CURA È… FATICA PSICO-FISICA: CURARE I CURANTI

Le narrazioni sono state anche l’occasione per sottolineare come l’impegno intellettuale sia sempre accompagnato da quello fisico ed emotivo e per far emergere il disagio che talvolta accompagna la relazione di Cura.  Dottoresse, Infermiere ed Ortottiste hanno tutte affrontato il tema delle emozioni, quasi fosse una sola voce “collettiva” a parlare, esprimendo il desiderio di avere più tempo a disposizione con i pazienti e la necessità di acquisire competenze e strumenti per la gestione delle emozioni che nascono dal rapporto con i pazienti. 

Ancora una volta la pratica della Medicina Narrativa può aiutare a definire bisogni e pensare a progetti di formazione mirati al sostegno delle figure professionali coinvolte nell’atto di Cura per prevenire ed arginare il rischio di burn out.

  • “Curare le persone con maculopatia a me richiede un notevole impegno di risorse mentali…ed anche energie fisiche
  •  “Ci si sente impotenti, frustrati di fronte alle loro aspettative illuse…”
  • “…ripongono in noi la fiducia di poter migliorare le loro condizioni di vita […] di fronte a queste aspettative ci si sente un po’ investiti di un dovere che neanche ci appartiene, della necessità di far stare tutti il meglio possibile e di garantire soluzioni ed efficacia a tutti…”
  • “… con loro cerco di fare appello a tutta la pazienza che ho, respiro a fondo e li lascio sfogare…i monocoli e i giovani mi mettono alla prova ancora oggi con tale intensità che spessissimo il loro pensiero mi accompagna anche a casa oppure me ne ricordo di notte”
  • “… In quel momento non riuscivo a trovare le parole giuste per confortare la signora e mi sono limitata ad assistere alla scena senza proferire parola. Finita la giornata lavorativa, però, mi sono resa conto che mi sono lasciata trasportare dall’angoscia della paziente e che ciò ha influenzato negativamente il decorso della mia giornata”
  • “…vorrei riuscire ad individuare quali strategie per me è meglio adottare per poter ascoltare e comprendere le necessità dei pazienti in modo costruttivo, senza vivere i loro racconti personali come un peso ma come un arricchimento per poter gestire al meglio il loro percorso di cura”
  • “Personalmente soffro un po’ a causa della necessità di essere veloci nel seguire i pazienti prima e dopo l’iniezione […] Mi rendo conto che in questi ultimi tempi si ha ancora meno tempo per rispondere alle domande che i pazienti vorrebbero fare…”
  • “…ho avuto modo di occuparmi anche di ipovisione e riabilitazione visiva ed in questo ambulatorio il tempo delle visite si dilata, tutto ruota attorno alle esigenze e alle necessità pratiche del paziente e la fatica molto spesso è ripagata da sorrisi stupiti e riconoscenti di chi dopo tanto ricomincia a leggere. Lì c’è la mia rivincita: in ogni loro sorriso, in ogni  traguardo raggiunto, è ripagata la stanchezza fisica e psicologica. È il mio riscatto”

CONCLUSIONI

Ogni storia è una piccola stella che chiede di essere vista e questo Project Work ha cercato di renderle più luminose e “leggibili” e – come nelle mappe celesti – di connetterle per disegnare nuove costellazioni di Relazione dentro le galassie della malattia, per ridurre la distanza spesso siderale che separa il letto del paziente dalle scrivanie di Medici e Decisori.

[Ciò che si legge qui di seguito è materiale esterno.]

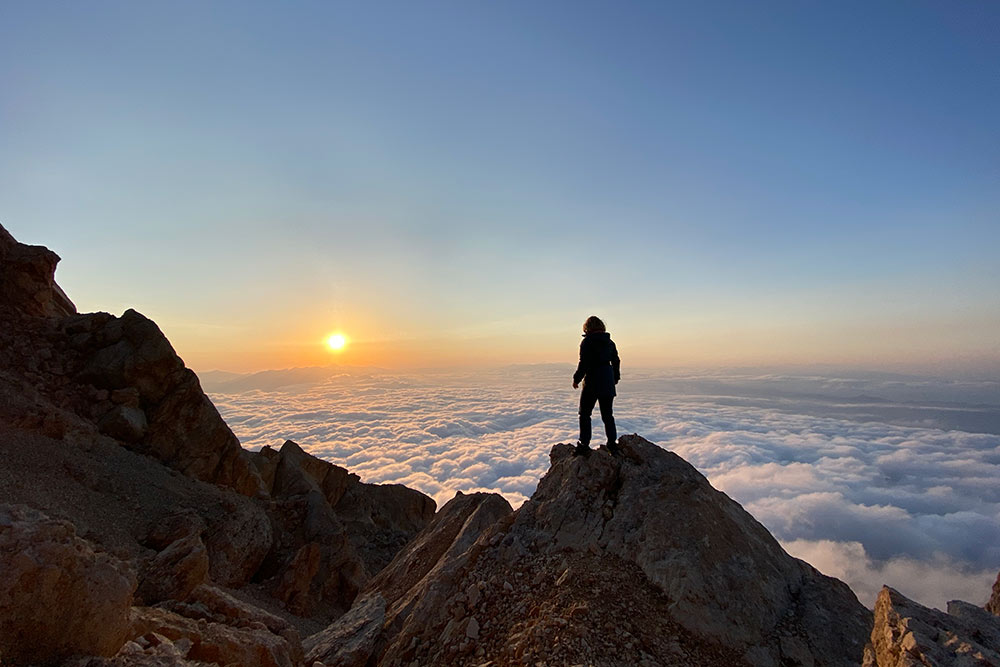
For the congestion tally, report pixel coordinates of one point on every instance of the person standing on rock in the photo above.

“…Io credo ancora che i miei occhi
possano contenere un sistema solare, afferrare tutte le luci,
consegnare gli alfabeti al dottore
piccoli come atomi. Ma questo mondo è una macchia indistinta.
Sono rannicchiata al fondo della pagina, 
cercando di nascondere il mio buio. Ovunque io sia, 
ho aggirato ogni simbolo che posso nominare
e inciampo nei limiti della mia visione
dove le lettere sono illeggibili come stelle.”